O benefício será de 60% do valor para o primeiro dependente e será incrementado em 10% por dependente adicional. Ou seja, uma viúva com filho único receberá 70%. Essa regra valerá para trabalhadores tanto do setor privado quanto do serviço público. Em caso de morte por acidente de trabalho, doenças profissionais e de trabalho, a taxa de reposição do benefício será de 100%, segundo a proposta. Quem já recebe pensão por morte não terá o valor do benefício alterado. Dependentes de servidores que ingressaram antes da criação da previdência complementar terão o benefício calculado sem limitação ao teto do INSS (hoje de R$ 5.839,45).

 

12. Poderá haver acúmulo de benefícios?

Como é hoje

Não há limite para acúmulo de diferentes benefícios.

Proposta

Beneficiário passará a receber 100% do benefício de maior valor, além de uma parcela da soma dos demais dependendo do valor recebido. Ficarão fora da nova regra as acumulações de aposentadorias previstas em lei: médicos e professores. Também é permitido acumular aposentadoria obtidas em conta de regimes diferentes, por exemplo, INSS e regime de servidores, ou INSS e Forças Armadas.

 

13. O que muda no benefício de prestação continuada (BPC) pago a idosos em situação de pobreza e a deficientes?

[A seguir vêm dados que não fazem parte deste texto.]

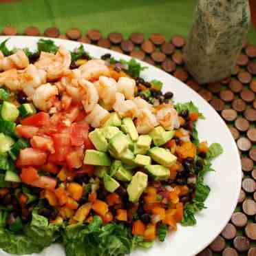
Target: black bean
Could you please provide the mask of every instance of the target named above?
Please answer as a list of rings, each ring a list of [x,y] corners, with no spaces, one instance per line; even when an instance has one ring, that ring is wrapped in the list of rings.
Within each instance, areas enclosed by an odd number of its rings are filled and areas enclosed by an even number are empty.
[[[170,99],[173,97],[173,94],[171,92],[168,92],[164,94],[165,99]]]
[[[6,220],[6,223],[9,225],[9,226],[12,226],[12,224],[14,224],[15,223],[15,221],[16,221],[16,217],[17,217],[17,214],[16,213],[10,213],[9,215],[8,215],[8,217],[7,218],[7,220]]]
[[[51,210],[47,208],[42,208],[39,210],[39,214],[46,217],[50,217],[52,215]]]
[[[140,220],[145,224],[150,223],[151,221],[151,216],[148,213],[142,214],[140,216]]]
[[[78,65],[76,64],[74,61],[72,61],[70,64],[70,70],[75,70],[76,68],[78,68]]]
[[[111,54],[103,54],[102,55],[102,56],[100,57],[100,58],[103,61],[105,61],[105,60],[107,60],[108,58],[111,58]]]
[[[19,103],[21,104],[25,103],[28,101],[27,96],[22,91],[19,92],[17,96]]]
[[[188,117],[189,117],[189,111],[188,110],[182,110],[180,113],[180,116],[182,116],[183,118],[185,118],[186,119]]]
[[[8,205],[12,204],[12,195],[10,194],[7,194],[3,198],[3,203],[5,205]]]

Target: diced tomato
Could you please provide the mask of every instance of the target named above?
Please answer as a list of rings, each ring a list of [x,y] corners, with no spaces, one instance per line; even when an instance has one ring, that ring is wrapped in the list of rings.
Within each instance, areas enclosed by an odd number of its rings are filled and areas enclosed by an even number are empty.
[[[88,139],[89,125],[85,122],[74,122],[71,125],[71,145],[81,146]],[[91,142],[92,143],[92,142]]]
[[[70,152],[66,156],[66,161],[70,168],[80,168],[83,164],[83,153],[79,150]]]
[[[38,188],[54,190],[57,184],[56,180],[47,176],[39,176],[39,178],[32,182],[28,182],[28,184]]]
[[[32,182],[39,178],[37,170],[33,167],[23,168],[20,176],[23,183]]]
[[[66,117],[71,122],[74,122],[76,118],[78,116],[80,110],[78,107],[73,107],[70,108],[68,113],[66,114]]]
[[[46,153],[28,147],[20,151],[17,165],[19,167],[43,165],[46,161]]]
[[[41,127],[47,125],[50,121],[50,116],[45,112],[39,112],[33,116],[23,119],[21,122],[23,125],[32,125]]]
[[[36,136],[30,140],[30,144],[34,149],[41,149],[43,151],[49,151],[52,153],[55,152],[52,138]]]
[[[39,129],[31,125],[18,125],[16,127],[16,132],[20,137],[31,138],[37,134]]]
[[[62,162],[71,150],[70,136],[69,134],[56,134],[52,135],[55,153],[54,154],[57,162]],[[52,157],[50,158],[52,160]],[[53,161],[54,162],[54,161]]]

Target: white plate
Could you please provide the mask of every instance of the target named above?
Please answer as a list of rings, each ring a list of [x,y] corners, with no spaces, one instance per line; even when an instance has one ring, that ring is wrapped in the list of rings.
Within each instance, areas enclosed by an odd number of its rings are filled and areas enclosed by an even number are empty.
[[[0,42],[8,36],[0,36]],[[28,47],[36,48],[38,37],[10,36],[8,46],[12,47]],[[57,45],[63,45],[72,50],[79,43],[71,41],[53,39]],[[97,46],[85,44],[85,49],[92,56],[98,58],[110,52],[117,59],[129,60],[129,56]],[[171,91],[175,102],[192,100],[203,113],[205,120],[198,122],[198,128],[200,140],[206,140],[210,144],[219,142],[224,148],[224,153],[213,162],[215,172],[208,173],[206,182],[211,187],[211,193],[206,201],[206,209],[196,215],[198,224],[193,227],[179,225],[178,231],[170,235],[164,243],[156,242],[153,248],[147,250],[137,250],[133,256],[190,256],[206,248],[222,231],[228,222],[237,202],[242,181],[240,160],[235,142],[225,122],[220,116],[196,92],[167,73],[147,63],[149,68],[143,71],[142,76],[146,80],[158,79],[164,83],[164,91]],[[40,255],[64,255],[58,245],[45,249]]]

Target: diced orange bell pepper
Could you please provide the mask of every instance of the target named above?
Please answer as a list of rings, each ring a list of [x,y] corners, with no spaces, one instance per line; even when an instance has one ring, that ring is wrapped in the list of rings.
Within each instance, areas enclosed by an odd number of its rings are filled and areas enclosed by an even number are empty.
[[[8,188],[3,188],[0,189],[0,198],[4,197],[9,193],[9,189]]]
[[[206,153],[209,150],[207,142],[204,141],[199,143],[198,149],[199,152]]]
[[[91,193],[88,195],[88,201],[94,203],[97,199],[97,195],[96,193]]]
[[[59,168],[52,162],[48,162],[47,164],[43,164],[41,167],[43,171],[47,171],[48,173],[57,174],[59,173]]]
[[[73,198],[70,197],[67,197],[67,202],[65,205],[73,210],[76,210],[78,208],[78,204]]]
[[[21,193],[19,196],[19,203],[21,204],[21,207],[25,206],[28,201],[28,196],[24,193]]]
[[[116,219],[122,222],[127,221],[127,211],[124,209],[116,210]]]
[[[113,220],[113,214],[109,211],[104,216],[102,216],[103,222],[107,224]]]
[[[104,216],[109,211],[107,204],[101,200],[96,200],[92,205],[92,209],[100,216]]]
[[[73,219],[77,222],[83,222],[87,217],[92,209],[92,203],[83,204],[76,211]]]
[[[183,204],[182,202],[176,204],[176,212],[174,214],[174,218],[177,222],[180,222],[183,219]]]
[[[199,114],[198,112],[189,113],[189,120],[192,122],[198,120]]]
[[[121,203],[121,198],[116,193],[111,193],[107,196],[107,202],[109,206]]]
[[[178,158],[181,159],[194,158],[196,154],[196,147],[191,142],[189,141],[177,147],[176,153]]]
[[[63,167],[61,169],[61,171],[57,175],[57,177],[63,182],[67,180],[66,169]]]
[[[71,182],[67,185],[67,190],[70,195],[76,201],[79,201],[83,196],[83,186],[76,182]]]
[[[59,186],[54,191],[55,195],[58,198],[58,204],[62,206],[65,204],[67,201],[67,192],[62,186]]]
[[[156,225],[149,224],[144,232],[144,237],[147,241],[153,240],[156,237]]]
[[[177,229],[176,220],[174,217],[175,213],[176,213],[176,209],[167,210],[165,217],[162,221],[162,223],[171,226],[174,230]]]
[[[58,205],[58,200],[54,192],[46,189],[44,196],[48,200],[49,204],[52,206],[56,206]]]
[[[132,225],[132,234],[134,235],[144,235],[144,233],[145,231],[145,225],[144,223],[138,220],[134,222],[134,224]]]
[[[152,209],[152,214],[158,215],[160,217],[160,220],[164,220],[165,217],[165,209],[162,207],[156,207]]]

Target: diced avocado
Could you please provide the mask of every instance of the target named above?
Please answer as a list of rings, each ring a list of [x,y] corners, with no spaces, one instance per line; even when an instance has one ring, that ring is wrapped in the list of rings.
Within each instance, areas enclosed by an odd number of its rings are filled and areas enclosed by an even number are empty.
[[[109,140],[109,149],[117,155],[120,155],[128,149],[127,138],[122,132],[118,132]]]
[[[152,147],[148,151],[148,154],[154,161],[167,167],[175,164],[177,160],[177,158],[169,150],[162,147]]]
[[[8,151],[13,144],[14,144],[14,140],[11,137],[2,133],[0,134],[0,153]]]
[[[138,134],[132,119],[130,118],[125,118],[122,119],[122,122],[131,140],[133,141],[136,141],[138,138]]]
[[[151,164],[151,158],[149,156],[138,154],[135,157],[134,162],[140,166],[149,165]]]
[[[109,118],[105,122],[103,127],[106,126],[116,126],[118,127],[120,127],[122,125],[122,121],[116,112],[112,112],[110,114]]]
[[[33,104],[24,103],[19,107],[19,114],[21,117],[26,117],[28,116],[33,115],[36,113],[36,110]]]
[[[6,171],[6,177],[4,178],[6,181],[9,181],[12,182],[21,182],[21,180],[19,175],[12,171]]]
[[[140,135],[136,144],[134,147],[134,153],[136,154],[145,154],[147,151],[150,149],[151,144],[152,138],[149,135]]]
[[[120,186],[115,179],[107,174],[104,175],[103,182],[105,188],[110,193],[113,193]]]
[[[138,202],[147,186],[147,175],[141,171],[138,171],[132,177],[131,182],[127,186],[129,200],[131,202]]]
[[[1,109],[1,116],[7,121],[14,122],[18,118],[19,111],[18,108],[12,103],[3,101]]]
[[[97,167],[95,171],[95,175],[98,178],[103,178],[105,173],[107,173],[109,167]]]
[[[119,156],[120,160],[127,164],[134,164],[134,154],[127,149]]]
[[[120,129],[114,126],[107,126],[100,129],[105,138],[107,140],[110,140],[116,134],[120,132]]]
[[[155,180],[167,180],[170,176],[170,170],[162,165],[147,165],[145,169]]]
[[[104,152],[97,151],[94,149],[87,149],[85,150],[83,163],[85,164],[109,167],[111,164],[111,161],[109,156]]]
[[[100,129],[91,131],[89,134],[89,138],[97,150],[107,152],[108,143]]]
[[[132,173],[131,171],[126,170],[122,165],[120,165],[114,175],[114,177],[118,180],[129,182],[132,178]]]

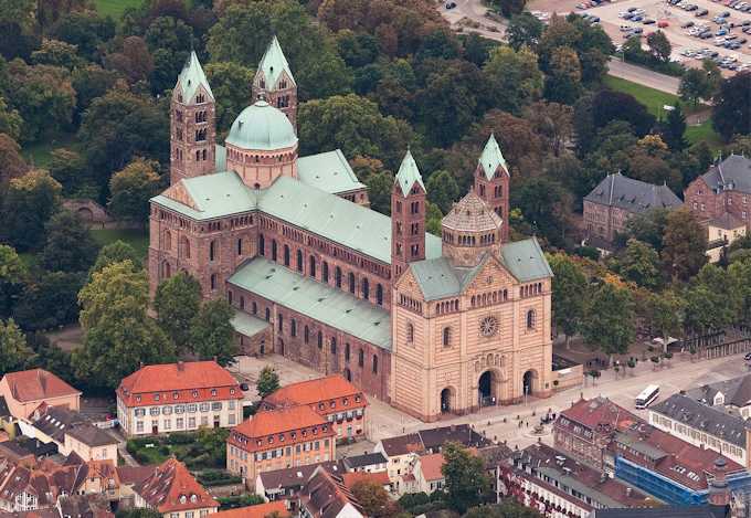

Idosos nessa situação recebem hoje um salário mínimo a partir dos 65 anos. O mesmo valor é pago a pessoas com deficiência, independentemente da idade. A reforma prevê pagamento de R$ 400 para idosos a partir dos 60 anos. Aos 70 anos, o benefício atinge o valor de um salário mínimo mensal. O critério de concessão do benefício de renda mensal per capita inferior a um quarto do salário mínimo será colocado na Constituição. Além disso, será exigido que o beneficiário tenha patrimônio inferior a R$ 98 mil. Para pessoas com deficiência, regra não muda.

 

14. A reforma muda regras para aposentados que ainda trabalham?

O empregador não será mais obrigado a pagar a multa de 40% sobre o saldo do FGTS no caso de demissão de um empregado que já está aposentado. As empresas também não terão mais de recolher FGTS dos empregados que se aposentarem a partir da reforma.